Mass Effect 2 Article Round-up
-
Category: News ArchiveHits: 1866
At least half of the total missions in the game revolve around either acquiring or gaining the loyalty of your different crew members. The other half are varied enough in terms of enemies and situations that, for the first time ever, I actually found myself using each of my crew members from time to time rather than just staying with my two favorites for the entire game. The squad-as-a-singular-entity levelling system, where all members of your squad have access to the same number of skill points regardless of when you recruit them or whether or not they helped you complete a mission, encourages you to spend time with each of the different members of the crew. As you begin to see their usefulness in combat, you often grow attached to them and subsequently, the final mission becomes that much more foreboding. I didn't personally like all of my companions, but I understood them. I found their individual biotic and tech powers useful. I sympathized with them. I did not want them to die.
Two of them did.
Followed by speculation about what a Mass Effect MMORPG might be like on MMORPG.com:
Now I know that nothing short of a cataclysmic event is going to stop Star Wars: The Old Republic seeing the light of day. But the gamer in me wonders what BioWare's first foray into the MMORPG space would be like if they chose one of their own intellectual properties instead. And if the title didn't give it away already, I am of course referring to Mass Effect and its already broadly painted universe to draw from. Not only would a Mass Effect MMO please me because I could really delve into the dozens of alien races BioWare has created, but judging by the first two games' enticing blend of shooting mechanics and traditional RPG conversation, I suspect than an MMO set in the same vein could be something quite evolutionary for the genre.
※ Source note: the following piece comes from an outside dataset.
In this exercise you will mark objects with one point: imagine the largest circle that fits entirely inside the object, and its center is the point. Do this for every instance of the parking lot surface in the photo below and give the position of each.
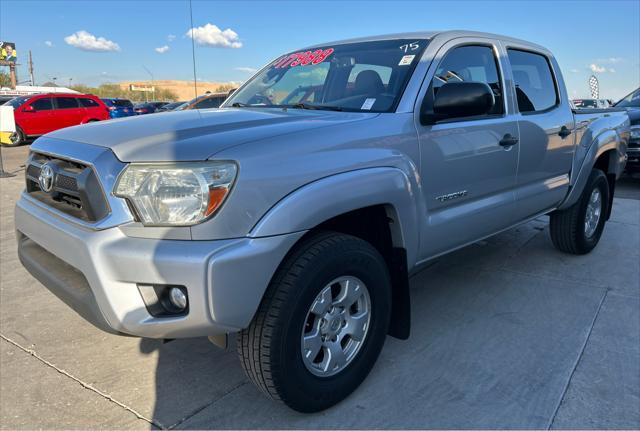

Moving on, Gamasutra has an editorial about Mass Effect 2's "genre experiment":
That fundamental approach, overlaid with the game's many streamlined mechanics, makes Mass Effect 2 move much more briskly. It's a macro pacing adjustment that's furthered by action game allusions like the new quick time event-inspired mid-conversation interjection of altruistic or aggressive actions. Ostensibly, that offers more opportunities for players to distinguish their experiences, but it's hard for me to imagine many people being able to resist punching it in when the prompt is flashing on screen.
There's also no need to comb through an overcrowded inventory, meticulously swapping weapons, armor, and upgrades around. Once a mission has begun, it tends to be a straight shot to the end, particularly since BioWare managed to eliminate most mid-mission loading times. Experience points aren't conferred until the mission is complete, so there's no sudden pause to browse through the squad screen.
And then InfoAddict has a piece on "The Many Failures of Mass Effect 2" with improvement suggestions for Mass Effect 3:
Awful Combat Stages
Bioware has a long and strong heritage in producing top-notch RPG games. What they don't have is much experience making action games, first-person-shooters specifically, and this lack of experience is in full display.
The principal problem is the design of the many combat stages the player will have to deal with. Any time you leave a hallway and enter a large room packed with crates and low walls you know one thing for sure: combat is coming. It's the same boring environment over and over; crates and low-walls, enemies beginning their rush in the distance and winding their way through a minor maze. No subtlety, no surprises. A shocking lack of design that weakens the entire game.
Just as you know combat is imminent based on nothing more than the layout of a room, you also know there will be zero combat if a room lacks low walls and crates, so the player can relax without fear, which completely ruins any sense of tension or foreboding.
Mass Effect 3 Improvement: Make your zones of combat seamless with the overall design of the map. A player should not be able to visually determine when combat is going to happen, where it's going to happen, and how it will play out. Avoid crates and low-walls as the only two objects within a combat zone and show me some original ideas.